Build new futures from the ashes of old threats.

Gregory is dead or neutralized—either way, he's gone. His shackles are broken. His hold on my psyche is severed.

And everyone I love—every single person I've allowed into my carefully guarded heart—is safe.

That realization, standing in dawn light with a pack surrounding me and our old fire house burning behind us, brings peace that transcends circumstances.
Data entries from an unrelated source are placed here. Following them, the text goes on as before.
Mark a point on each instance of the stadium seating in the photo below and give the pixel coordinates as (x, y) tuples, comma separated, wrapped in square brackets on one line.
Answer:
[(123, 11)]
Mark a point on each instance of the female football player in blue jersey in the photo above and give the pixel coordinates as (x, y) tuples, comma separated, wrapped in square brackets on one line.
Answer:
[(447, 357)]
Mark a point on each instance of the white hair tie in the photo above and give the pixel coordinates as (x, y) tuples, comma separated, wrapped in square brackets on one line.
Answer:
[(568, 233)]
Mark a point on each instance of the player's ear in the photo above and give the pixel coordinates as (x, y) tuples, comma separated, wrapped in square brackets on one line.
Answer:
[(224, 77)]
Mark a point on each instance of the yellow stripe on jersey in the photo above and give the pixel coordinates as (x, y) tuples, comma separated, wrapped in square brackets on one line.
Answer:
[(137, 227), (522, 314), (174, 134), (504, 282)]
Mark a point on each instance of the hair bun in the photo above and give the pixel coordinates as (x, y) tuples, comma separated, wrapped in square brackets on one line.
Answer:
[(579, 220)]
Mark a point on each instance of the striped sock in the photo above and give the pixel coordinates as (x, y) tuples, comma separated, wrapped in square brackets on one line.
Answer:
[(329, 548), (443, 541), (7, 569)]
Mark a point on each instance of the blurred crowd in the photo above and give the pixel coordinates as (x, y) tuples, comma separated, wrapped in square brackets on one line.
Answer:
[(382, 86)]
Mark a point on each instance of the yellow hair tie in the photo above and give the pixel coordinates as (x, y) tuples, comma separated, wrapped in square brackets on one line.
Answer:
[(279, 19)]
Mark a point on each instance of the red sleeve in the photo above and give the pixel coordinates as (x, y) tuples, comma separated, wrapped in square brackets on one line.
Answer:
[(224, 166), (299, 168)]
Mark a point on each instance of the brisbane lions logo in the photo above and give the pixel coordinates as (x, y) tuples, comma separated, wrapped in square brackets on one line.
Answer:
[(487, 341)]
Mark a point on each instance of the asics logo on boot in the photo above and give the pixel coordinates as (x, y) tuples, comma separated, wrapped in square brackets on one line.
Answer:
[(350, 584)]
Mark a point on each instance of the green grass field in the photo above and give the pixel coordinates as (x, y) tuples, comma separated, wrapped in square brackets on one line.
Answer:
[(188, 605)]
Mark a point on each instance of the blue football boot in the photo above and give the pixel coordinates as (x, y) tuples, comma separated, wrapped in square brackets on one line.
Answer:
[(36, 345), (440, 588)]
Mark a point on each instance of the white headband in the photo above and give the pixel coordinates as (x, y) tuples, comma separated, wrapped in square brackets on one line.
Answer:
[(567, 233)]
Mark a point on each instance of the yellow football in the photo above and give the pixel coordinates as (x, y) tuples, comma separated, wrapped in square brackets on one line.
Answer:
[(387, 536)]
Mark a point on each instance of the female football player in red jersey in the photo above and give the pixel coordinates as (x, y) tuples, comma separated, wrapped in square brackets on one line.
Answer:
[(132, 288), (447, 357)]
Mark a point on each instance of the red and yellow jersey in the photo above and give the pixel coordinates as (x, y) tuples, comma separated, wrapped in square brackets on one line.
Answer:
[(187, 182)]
It's over…and we can start anew.

The nightmare is finally over.

And somehow, impossibly, we're all still here.

Alive.

Together.

Safe.

And finally…free.

EPILOGUE: HAZE OF DESIRE

~WENDOLYN~

My skin is on fire.

Literally, actually on fire. Not in the tragic-inferno way, but in a sticky, desperate, frantic kind of way that makes me want to claw every stitch of clothing off and crawl into the freezer. Or crawl into the lap of any Alpha in the vicinity and beg for relief.

But that's not what I'm doing. I'm sitting in a folding chair in Station Fahrenheit's temporary conference room, sweat-slick and trembling, while everyone else pretends this is just another ordinary morning.

Which is ridiculous. Nothing is ordinary about today.

The station is—was—still smoldering. Half the town reeked of wet ash and heartbreak. Our temporary HQ is a single-wide with zero airflow, every window taped against the autumn wind and not a single working fan to move the swampy heat that clings to my skin and ruins my focus.

The meeting starts with a bang—literally, Bear accidentally smacks his head on a cupboard getting the donuts—but the agenda is supposed to be about rebuilding logistics. Aidric at the head of the table, me to his right, every rookie and veteran packed tight.

I can't focus.

Words are noise, air is liquid, my vision tunnels and blurs as I try to track itemized supply orders. My uniform clings—nylon glued to every curve, heat dragging sweat down my back, pooling between my thighs. Prickles of static shoot up my arms every time I try to shift in the seat. Fuck, even the texture of the fabric is agony. I have a sudden, violent urge to strip naked and roll around on the scratchy carpet just to get some relief.

My fingers tremble as I try to take notes. The pen slips. I drop it—twice—before giving up and bracing my hands under the table, white-knuckled.

My scent is changing. I know it. Vanilla and smoke, but now sharper, wildflower whipped into something urgent and sharp.

And every damn Alpha in the room knows it, whether they admit it or not.

They're not looking at me, but every pair of eyes flickers my way. Even Dax, who normally can't pay attention for more than twenty seconds, keeps sneaking glances at my mouth.

Aidric notices first. Of course he does. Aidric always notices first—the way he watches, storm-gray gaze unyielding, cataloging every microsecond of discomfort.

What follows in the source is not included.